# Darkland Lineage



## crb_22601 (Jan 12, 2006)

I have been speaking to a few people about these frogs and have gotten very interested in the lineage of Darklands (not to be confused with recent imports of Caucheros) I was hoping some of the older froggers might be able to comment or help me in a direction to trace the different lineages back to the source.

Thanks


----------



## sbreland (May 4, 2006)

Aside from Rich's line, not a lot is known. Most if not all came in as "blues" and the name Darkland was tagged onto them later. Were the original "blues" Darklands, Caucheros, or something else? Probably never know but there are some that think that Darklands are the same thing as Caucheros, some that think they are completely different, and some that have no idea. I can tell you that as far as I know Rich has the only line of site data Darklands, but there may be some that I don't know about.


----------



## crb_22601 (Jan 12, 2006)

So did Tuss's line just come in as Blues?


----------



## sbreland (May 4, 2006)

Not sure... not sure where he got his from, but I know it's not from Rich.

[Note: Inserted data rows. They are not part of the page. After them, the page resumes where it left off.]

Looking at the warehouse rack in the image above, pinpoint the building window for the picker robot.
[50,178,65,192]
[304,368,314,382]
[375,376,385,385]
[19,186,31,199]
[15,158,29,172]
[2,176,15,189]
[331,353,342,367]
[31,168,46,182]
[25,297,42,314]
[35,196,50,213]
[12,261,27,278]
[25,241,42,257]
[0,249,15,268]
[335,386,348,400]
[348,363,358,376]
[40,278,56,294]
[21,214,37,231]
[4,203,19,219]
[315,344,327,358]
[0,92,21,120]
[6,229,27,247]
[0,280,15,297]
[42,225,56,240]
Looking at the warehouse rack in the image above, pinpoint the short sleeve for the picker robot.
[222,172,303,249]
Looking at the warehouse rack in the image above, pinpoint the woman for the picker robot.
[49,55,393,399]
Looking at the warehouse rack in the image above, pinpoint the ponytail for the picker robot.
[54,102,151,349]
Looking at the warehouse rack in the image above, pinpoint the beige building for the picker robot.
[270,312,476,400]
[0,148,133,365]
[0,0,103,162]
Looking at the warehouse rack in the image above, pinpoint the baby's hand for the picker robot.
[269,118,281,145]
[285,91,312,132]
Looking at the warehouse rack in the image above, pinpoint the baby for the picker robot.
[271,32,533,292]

I want to say maybe from Thomas, but don't know for sure.


----------



## Roadrunner (Mar 6, 2004)

Yes Tuss` line just came in as blues. So did thomas v`s. About 8-10 years ago a shipment of blues came in and they were small, much smaller than any of the cauchero I saw. I don`t think there is any way to track most of these shipments down unless someone contacts bill and chuck from cb imports to try and trace what came from where.
I know people say there isn`t a size difference but these things were minute compared to all the cauchero I saw come in.


----------



## sbreland (May 4, 2006)

So that's interesting... if the blues that came in years ago were that small and Tuss's and Thomas's lines descend from those shipments, then they "should" be that small too. I know Rich said that his site data Darklands were much smaller than Tuss's Darklands so they must be Caucheros and not Darklands, but this logic kind of goes against that in a way. 
Aaron, you're the only person that I know that has or has had Rich's line, Tuss's line, and the new Caucheros... do you see any differences between each one or are they similar?


----------



## Rich Frye (Nov 25, 2007)

From talking to Tuss and from measurements taken by Tuss and myself , not counting those that have both mine and Tuss' frogs, both the new 'cauchero' and what was labeled 'blues' then 'darklands' are consistently larger than the lines I work with. Pumilio keep growing for over two years . It is possible that the ones that came in 8-10 years ago had not been full grown adults ,or came in tiny from bad shipping stress, as the ones Tuss and I measured were full grown adults of over two years old. As with many, many of the pumilio we will most likely never know exactly where those frogs came from. Mine are Darklands.

Rich


----------



## Roadrunner (Mar 6, 2004)

I don`t know that tuss` and thomas v`s were from the same shipment. They trickled in from time to time either smuggled or taken from smugglers or legally, I`ve only heard rumors and there were usually 5-20 available at a time sparsely over a # of years.
Some could`ve been dark, some cauchero, some what`s the other cerro brujo or something. There are more than 2 blue pumilio pops or should I say collection areas, as far as I know.


----------



## rmelancon (Apr 5, 2004)

There were site specific blue pumilio collected back in the early 90's. I can't give specifics but they were from roughly the same area as "Darklands". I'm not sure if there are any of these left in the hobby or not.


----------



## sbreland (May 4, 2006)

So sounds like we are back to square one with Rich's being site data verified and the rest just mystery "blues". Sucks that people weren't more worried about locality data in the past, but I guess that's just part of growing as a hobby and the hobbiests becoming more aware. Too bad we'll never really have an answer on all this...


----------



## Rich Frye (Nov 25, 2007)

rmelancon said:


> There were site specific blue pumilio collected back in the early 90's. I can't give specifics but they were from roughly the same area as "Darklands". I'm not sure if there are any of these left in the hobby or not.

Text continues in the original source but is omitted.